Overwhelmed with the fear that she might hurt her sister again, Elsa sequesters herself away in the palace, effectively shutting her (and the rest of the royal family) off from the rest of the world (or, in this case, the kingdom). Of course, a number of horrible things follow from Elsa’s choice – Anna doesn’t understand and their parents die while on a trip abroad (traveling by boat is tricky). Once Elsa (now voiced by Idina Menzel) comes of age and is due to be crowned as queen, Anna (voiced energetically by Kristen Bell) thinks their time apart is finally over and that real life can begin. Of course, she has no idea that her sister is magical in the least, and she certainly doesn’t know that Elsa’s powers have grown exponentially in the intervening years.
No, the coronation doesn’t go so well, and soon Arendelle is plunged into eternal winter, Elsa has fled to the icy mountains, and Anna is tasked with thawing out both her kingdom and her sister.

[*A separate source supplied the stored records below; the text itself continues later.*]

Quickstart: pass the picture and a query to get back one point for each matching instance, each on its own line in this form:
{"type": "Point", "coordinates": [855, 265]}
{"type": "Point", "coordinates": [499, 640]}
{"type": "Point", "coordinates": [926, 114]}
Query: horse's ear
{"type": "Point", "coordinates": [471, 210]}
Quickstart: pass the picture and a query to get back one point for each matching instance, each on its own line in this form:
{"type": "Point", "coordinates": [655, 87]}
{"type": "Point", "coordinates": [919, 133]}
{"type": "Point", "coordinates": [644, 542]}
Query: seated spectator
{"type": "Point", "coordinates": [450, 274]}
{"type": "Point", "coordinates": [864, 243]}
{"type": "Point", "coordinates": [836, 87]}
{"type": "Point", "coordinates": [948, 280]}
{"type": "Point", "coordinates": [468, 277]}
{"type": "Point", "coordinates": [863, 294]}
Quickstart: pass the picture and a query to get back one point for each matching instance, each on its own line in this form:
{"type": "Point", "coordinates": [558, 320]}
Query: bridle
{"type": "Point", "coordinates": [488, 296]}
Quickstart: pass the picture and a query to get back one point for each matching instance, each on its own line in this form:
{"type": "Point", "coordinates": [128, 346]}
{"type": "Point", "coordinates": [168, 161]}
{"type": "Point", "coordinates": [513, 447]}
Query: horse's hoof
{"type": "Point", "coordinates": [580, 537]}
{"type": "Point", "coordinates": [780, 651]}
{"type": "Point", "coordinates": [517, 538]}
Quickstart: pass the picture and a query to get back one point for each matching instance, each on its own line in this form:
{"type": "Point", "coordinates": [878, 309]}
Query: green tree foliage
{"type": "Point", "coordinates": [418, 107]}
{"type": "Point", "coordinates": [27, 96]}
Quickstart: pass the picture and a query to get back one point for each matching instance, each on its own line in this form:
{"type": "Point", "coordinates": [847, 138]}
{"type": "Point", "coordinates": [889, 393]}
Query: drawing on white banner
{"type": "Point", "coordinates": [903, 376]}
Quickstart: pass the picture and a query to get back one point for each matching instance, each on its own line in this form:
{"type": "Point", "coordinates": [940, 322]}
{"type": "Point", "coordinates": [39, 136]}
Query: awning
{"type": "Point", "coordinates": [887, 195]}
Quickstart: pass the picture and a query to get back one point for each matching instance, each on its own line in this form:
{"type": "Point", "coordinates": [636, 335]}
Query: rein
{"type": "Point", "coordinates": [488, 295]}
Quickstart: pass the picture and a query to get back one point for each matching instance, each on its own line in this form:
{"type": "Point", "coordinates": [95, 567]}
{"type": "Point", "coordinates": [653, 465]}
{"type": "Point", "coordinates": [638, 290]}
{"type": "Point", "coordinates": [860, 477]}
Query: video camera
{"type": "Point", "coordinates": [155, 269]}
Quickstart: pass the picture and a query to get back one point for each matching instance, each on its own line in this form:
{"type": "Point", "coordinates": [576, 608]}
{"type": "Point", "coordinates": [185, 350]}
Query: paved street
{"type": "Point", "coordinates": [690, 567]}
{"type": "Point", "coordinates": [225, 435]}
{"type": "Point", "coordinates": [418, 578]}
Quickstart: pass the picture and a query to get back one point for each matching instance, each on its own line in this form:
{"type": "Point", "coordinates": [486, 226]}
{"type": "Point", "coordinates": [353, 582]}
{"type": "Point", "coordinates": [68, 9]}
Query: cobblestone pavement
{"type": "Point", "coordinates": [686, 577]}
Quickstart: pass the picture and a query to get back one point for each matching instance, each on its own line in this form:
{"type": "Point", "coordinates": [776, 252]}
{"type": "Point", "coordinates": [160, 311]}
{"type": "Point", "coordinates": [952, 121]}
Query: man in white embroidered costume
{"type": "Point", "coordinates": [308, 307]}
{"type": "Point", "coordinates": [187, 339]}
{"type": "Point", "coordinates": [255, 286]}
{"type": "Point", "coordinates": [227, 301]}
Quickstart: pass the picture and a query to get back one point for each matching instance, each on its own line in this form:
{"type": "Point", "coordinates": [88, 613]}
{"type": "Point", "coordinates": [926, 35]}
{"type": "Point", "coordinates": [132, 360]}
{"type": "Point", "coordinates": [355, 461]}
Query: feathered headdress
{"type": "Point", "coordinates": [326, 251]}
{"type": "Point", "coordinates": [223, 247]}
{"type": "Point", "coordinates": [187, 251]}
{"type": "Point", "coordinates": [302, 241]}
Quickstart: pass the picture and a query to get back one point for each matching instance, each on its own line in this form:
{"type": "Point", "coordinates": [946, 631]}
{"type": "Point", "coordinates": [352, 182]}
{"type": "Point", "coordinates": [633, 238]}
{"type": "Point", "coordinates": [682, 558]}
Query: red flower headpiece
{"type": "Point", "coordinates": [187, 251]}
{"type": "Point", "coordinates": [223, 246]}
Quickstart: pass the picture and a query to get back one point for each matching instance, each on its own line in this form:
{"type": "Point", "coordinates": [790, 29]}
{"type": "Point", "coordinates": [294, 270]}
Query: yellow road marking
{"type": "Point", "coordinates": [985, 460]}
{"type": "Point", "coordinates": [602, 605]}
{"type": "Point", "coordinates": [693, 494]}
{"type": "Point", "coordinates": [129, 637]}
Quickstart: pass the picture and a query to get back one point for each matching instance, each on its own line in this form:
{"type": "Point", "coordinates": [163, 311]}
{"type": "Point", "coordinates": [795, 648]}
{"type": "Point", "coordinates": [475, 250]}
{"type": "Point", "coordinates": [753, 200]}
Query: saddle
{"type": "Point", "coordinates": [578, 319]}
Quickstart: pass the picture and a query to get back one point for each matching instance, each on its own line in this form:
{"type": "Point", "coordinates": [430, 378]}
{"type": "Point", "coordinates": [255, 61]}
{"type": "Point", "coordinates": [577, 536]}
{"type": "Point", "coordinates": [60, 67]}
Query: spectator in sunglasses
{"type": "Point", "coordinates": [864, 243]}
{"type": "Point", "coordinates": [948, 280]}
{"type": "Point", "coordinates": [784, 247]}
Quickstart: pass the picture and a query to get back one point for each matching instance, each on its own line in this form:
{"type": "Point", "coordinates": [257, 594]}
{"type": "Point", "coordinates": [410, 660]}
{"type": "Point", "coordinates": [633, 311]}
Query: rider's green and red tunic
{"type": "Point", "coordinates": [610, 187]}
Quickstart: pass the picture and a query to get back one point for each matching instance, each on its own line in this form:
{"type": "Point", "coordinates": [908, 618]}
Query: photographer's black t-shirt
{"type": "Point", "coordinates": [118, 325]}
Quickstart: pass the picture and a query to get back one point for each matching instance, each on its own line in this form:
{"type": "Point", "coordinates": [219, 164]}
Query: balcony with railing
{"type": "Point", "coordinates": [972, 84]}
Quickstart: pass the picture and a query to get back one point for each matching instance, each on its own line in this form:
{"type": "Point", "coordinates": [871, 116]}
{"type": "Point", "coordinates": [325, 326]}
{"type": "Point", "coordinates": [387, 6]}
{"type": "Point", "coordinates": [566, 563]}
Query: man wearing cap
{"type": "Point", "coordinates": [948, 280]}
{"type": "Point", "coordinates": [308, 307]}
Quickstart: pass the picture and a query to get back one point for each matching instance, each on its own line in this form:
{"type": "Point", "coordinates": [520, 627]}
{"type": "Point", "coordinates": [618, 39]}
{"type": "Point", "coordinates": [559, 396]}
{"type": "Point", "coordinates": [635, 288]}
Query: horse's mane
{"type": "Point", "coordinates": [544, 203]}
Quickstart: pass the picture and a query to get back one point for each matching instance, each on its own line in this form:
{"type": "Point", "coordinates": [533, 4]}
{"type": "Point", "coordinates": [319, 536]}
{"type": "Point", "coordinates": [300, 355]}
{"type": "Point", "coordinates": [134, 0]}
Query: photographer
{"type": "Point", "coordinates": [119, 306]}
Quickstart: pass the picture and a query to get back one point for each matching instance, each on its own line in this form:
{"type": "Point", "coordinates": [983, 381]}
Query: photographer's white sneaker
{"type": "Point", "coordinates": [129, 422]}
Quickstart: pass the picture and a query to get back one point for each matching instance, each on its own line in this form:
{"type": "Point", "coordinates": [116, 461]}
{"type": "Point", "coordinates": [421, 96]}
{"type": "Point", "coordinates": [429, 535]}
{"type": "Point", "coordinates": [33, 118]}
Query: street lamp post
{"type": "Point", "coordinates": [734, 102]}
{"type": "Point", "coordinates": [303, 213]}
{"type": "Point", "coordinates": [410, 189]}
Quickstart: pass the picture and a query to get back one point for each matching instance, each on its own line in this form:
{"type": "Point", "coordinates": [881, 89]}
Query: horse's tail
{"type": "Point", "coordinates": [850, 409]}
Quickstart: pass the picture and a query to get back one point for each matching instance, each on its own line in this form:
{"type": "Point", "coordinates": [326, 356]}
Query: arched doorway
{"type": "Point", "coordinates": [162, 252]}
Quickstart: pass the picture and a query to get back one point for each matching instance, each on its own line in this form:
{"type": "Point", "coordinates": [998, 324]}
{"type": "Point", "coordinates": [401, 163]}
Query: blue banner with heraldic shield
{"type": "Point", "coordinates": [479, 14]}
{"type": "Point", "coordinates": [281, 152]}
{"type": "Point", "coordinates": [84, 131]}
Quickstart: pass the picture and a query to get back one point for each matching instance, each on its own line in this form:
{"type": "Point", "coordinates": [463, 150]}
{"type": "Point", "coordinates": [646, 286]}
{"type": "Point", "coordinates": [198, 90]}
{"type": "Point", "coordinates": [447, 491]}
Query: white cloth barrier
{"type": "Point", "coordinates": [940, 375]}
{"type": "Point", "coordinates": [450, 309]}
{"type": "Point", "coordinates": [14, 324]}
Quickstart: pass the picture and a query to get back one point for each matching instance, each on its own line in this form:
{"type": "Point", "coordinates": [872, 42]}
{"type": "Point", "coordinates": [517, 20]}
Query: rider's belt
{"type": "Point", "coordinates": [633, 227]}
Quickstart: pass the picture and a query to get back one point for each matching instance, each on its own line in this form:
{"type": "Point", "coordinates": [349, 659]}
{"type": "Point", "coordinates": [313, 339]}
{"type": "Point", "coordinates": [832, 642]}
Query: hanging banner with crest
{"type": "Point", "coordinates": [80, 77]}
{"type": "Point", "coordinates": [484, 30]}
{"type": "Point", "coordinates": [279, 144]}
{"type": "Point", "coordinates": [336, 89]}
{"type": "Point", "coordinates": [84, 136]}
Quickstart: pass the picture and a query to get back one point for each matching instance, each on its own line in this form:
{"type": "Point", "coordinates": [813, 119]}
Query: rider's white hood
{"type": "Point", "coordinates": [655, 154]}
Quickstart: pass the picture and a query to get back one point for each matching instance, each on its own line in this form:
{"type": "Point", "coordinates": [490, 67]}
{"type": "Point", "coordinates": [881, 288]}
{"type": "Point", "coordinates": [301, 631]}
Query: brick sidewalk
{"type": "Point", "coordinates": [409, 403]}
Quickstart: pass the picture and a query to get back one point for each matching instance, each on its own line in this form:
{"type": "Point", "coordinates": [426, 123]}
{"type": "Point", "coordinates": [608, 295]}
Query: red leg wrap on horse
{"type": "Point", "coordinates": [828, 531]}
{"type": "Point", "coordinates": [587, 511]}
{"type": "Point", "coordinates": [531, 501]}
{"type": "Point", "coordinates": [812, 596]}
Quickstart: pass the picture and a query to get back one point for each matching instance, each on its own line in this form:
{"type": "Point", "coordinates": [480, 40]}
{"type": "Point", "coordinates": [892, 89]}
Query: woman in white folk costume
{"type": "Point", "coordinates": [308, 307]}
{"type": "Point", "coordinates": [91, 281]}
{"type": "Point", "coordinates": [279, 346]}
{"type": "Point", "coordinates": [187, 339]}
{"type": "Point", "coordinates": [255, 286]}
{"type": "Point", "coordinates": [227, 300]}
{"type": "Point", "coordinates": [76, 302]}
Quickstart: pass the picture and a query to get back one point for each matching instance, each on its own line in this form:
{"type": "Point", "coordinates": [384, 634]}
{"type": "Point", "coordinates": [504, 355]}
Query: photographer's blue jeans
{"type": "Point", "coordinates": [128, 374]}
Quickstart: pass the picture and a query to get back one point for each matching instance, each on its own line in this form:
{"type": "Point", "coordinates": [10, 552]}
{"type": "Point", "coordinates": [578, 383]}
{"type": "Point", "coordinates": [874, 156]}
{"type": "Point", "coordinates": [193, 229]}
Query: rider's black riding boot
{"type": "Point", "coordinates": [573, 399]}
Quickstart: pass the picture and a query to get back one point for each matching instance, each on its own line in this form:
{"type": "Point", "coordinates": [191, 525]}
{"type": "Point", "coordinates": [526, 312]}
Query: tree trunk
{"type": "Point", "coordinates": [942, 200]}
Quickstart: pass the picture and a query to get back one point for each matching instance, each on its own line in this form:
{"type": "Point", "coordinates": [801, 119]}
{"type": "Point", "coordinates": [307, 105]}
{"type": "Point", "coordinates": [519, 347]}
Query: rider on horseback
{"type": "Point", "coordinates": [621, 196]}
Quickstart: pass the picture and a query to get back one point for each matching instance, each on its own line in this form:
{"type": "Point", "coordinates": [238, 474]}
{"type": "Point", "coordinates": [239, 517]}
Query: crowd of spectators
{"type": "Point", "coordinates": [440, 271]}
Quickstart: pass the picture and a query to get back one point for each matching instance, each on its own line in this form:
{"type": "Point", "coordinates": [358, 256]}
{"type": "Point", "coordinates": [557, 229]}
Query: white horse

While Anna eventually finds herself at the center of a love triangle between two seemingly equally loving (if different) suitors (voiced by Jonathan Groff and Santino Fontana), the true love story at the heart of the film is between the two sisters. It’s a charming and meaningful departure for Disney, and it’s a choice that makes Frozen stand out from the animated crowd. Anna’s quest is a noble enough one – save the kingdom and such – but it’s rooted in her unwavering love and affection for her sister, a sister that she is desperate to understand. Frozen essentially tracks the (possible) rise of a supervillian, so it’s no surprise that the film credits Hans Christian Andersen’s “The Snow Queen” as an inspiration, as that classic fairy tale centers on the nefarious Snow Queen, who can only be defeated by love (and, yes, a bit of ingenuity). The Disney team has, however, made the story their own, and the differently dramatic sisters at its heart are instant classics.
Frozen is a musical in the classic Disney sense – there’s plenty of breaking in and out of song at (occasionally) random moments – but the film’s big numbers, including “Let It Go” and “For the First Time in Forever,” work to beautiful effect. The film also features a bevy of satisfying laughs, most of which come from Groff’s sardonic ice farmer Kristoff and the Josh Gad-voiced snowman Olaf (who, yes, looks deeply creepy in still art but who is surprisingly charming and spry in the actual film).
Walt Disney himself was compelled by Andersen’s many tales, and had attempted to shepherd an adaptation of “The Ice Queen” since back in the 1940s, though the project was shelved in 1952, brought back to life in the late 1990s before being again shelved in 2002, was once set for a Pixar feature, only to then be briefly brought back to life at Disney proper in 2010 only to again get cancelled, before finally assembling its latest incarnation in 2011. In short – this is a tale that’s beloved by Disney and has been a long-time passion project for the studio – and it shows.